Intergovernmental Affairs Court Improvement Program Director Stacy Lynch and Project Coordinator/Staff Assistant Elizabeth Whitt recently attended the Liberating Structures Immersion Workshop with Court Improvement Programs from other states. Liberating Structures rethink how people work together with an eye toward building trust and coordination. The collaborative workshop was organized by the Oregon Court Improvement Program and facilitated by the Capacity Building Center for the Courts (CBCC).
The purpose of the workshop was to teach participants how to utilize the liberating structures to facilitate meetings, trainings, projects, and more in a more collaborative, effective, and productive manner.
“Over the two days in the workshop, we learned not only many of the liberating structures, but we had the opportunity to role play the use of them,” said Whitt. “We were able to collaborate with a variety of individuals to come up with ideas for different ways to implement them. We were able to discuss certain challenges we all face, in particular the challenge of holding effective virtual meetings, and come up with creative solutions with liberating structures.”
Workshop objectives included such topics as identifying the components of a disastrous meeting and committing to not doing them; practicing TRIZ (“Theory of Inventive Problem Solving”) and setting the stage for a discussion on conventional meeting structures vs. Liberating Structures (LS); modeling how to string LS together to get work done; and unleashing a group’s creative potential and generating ideas as to how CIP teams might use Liberating Structures online in their own practice.

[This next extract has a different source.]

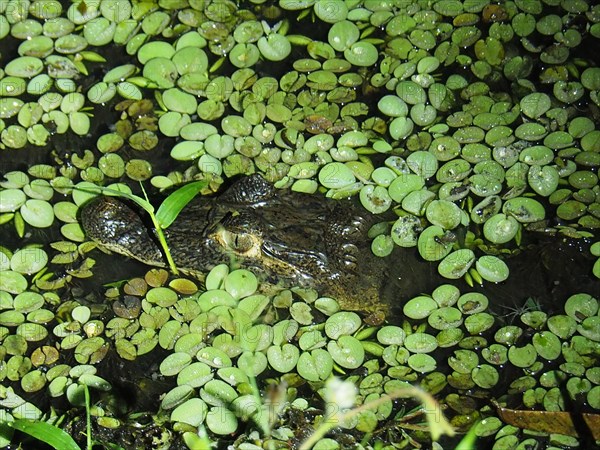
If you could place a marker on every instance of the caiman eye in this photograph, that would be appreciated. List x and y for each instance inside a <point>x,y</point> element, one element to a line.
<point>242,242</point>
<point>239,242</point>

“When I returned, I immediately began implementing some of these liberating structures into our Zoom meetings,” said Lynch. “This workshop changed the way I thought about my approach to collaborative gatherings of all kinds. We were given resources and visuals to take back with us to assist in our practice. And there is even a LS app for that!”

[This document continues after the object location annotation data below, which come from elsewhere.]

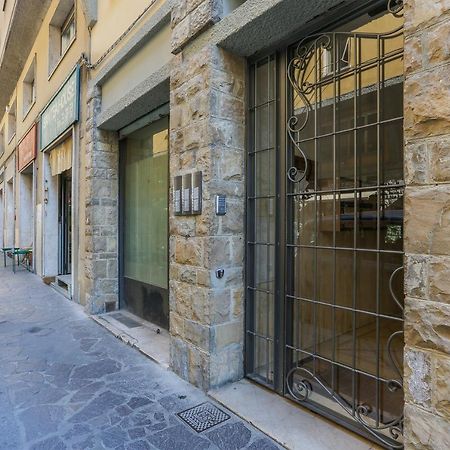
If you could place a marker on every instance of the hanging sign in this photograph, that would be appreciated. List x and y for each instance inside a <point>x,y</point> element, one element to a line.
<point>26,150</point>
<point>62,111</point>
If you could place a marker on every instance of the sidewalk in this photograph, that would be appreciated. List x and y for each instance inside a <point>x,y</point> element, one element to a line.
<point>67,383</point>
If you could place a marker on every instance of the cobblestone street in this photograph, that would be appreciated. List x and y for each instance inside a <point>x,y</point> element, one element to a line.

The Court Improvement Program is funded by a federal grant program provided under the auspices of the U.S. Department of Health and Human Services. The Tennessee Supreme Court received its initial Court Improvement Program grant in 1995. The CIP grant provides funding for Tennessee to assess the role, responsibilities and effectives of juvenile courts in carrying out state laws guiding child welfare proceedings and to implement improvements based on those assessments including: to provide for the safety, well-being, and timely permanence of children in foster care; to support engagement of families in child welfare cases; and to improve collaboration between the courts and the Department of Children’s Services around data collection and analysis, training, and around Child and Family Services and title IV-E Foster Care Eligibility Reviews.
The Court Improvement Program Multidisciplinary Task Force is a statewide multi-disciplinary group appointed by the Supreme Court to review and address issues of safety, permanency and well-being for children and families in the child welfare system.

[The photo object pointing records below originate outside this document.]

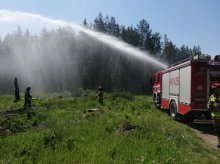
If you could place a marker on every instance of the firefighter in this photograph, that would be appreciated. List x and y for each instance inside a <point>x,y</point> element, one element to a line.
<point>100,94</point>
<point>17,97</point>
<point>27,98</point>
<point>214,106</point>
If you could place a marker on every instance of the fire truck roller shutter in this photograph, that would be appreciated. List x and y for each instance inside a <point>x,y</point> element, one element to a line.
<point>165,91</point>
<point>185,90</point>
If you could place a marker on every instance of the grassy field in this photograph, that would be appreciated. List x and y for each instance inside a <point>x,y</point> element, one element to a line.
<point>126,129</point>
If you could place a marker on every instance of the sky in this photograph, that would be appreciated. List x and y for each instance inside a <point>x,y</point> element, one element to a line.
<point>185,22</point>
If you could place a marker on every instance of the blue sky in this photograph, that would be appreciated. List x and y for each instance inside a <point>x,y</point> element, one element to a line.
<point>189,22</point>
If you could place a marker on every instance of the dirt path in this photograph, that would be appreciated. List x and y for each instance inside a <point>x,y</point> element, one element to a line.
<point>207,133</point>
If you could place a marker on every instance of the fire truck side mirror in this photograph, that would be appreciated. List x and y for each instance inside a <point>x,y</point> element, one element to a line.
<point>151,81</point>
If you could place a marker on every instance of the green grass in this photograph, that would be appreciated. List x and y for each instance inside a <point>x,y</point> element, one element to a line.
<point>127,129</point>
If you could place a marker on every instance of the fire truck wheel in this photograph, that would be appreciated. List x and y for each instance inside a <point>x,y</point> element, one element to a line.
<point>173,110</point>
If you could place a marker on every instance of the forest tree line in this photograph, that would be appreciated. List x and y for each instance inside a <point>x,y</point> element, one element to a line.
<point>62,59</point>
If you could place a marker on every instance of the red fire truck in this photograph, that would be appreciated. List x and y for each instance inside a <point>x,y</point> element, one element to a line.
<point>184,88</point>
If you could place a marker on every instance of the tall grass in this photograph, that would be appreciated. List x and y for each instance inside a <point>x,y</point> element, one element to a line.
<point>126,129</point>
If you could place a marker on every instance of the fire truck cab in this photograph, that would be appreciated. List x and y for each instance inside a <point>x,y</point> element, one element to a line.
<point>185,87</point>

“Originally, I wanted to participate in the workshop so that I could meet with CIP Directors from other States and discuss ways we in Tennessee could reinvigorate our multi-disciplinary task force,” said Lynch. “Coming together at this workshop, I was able to gain valuable insight I will use as we revamp our multi-disciplinary task force from across the country. I also learned techniques that I can immediately implement to make an impact.”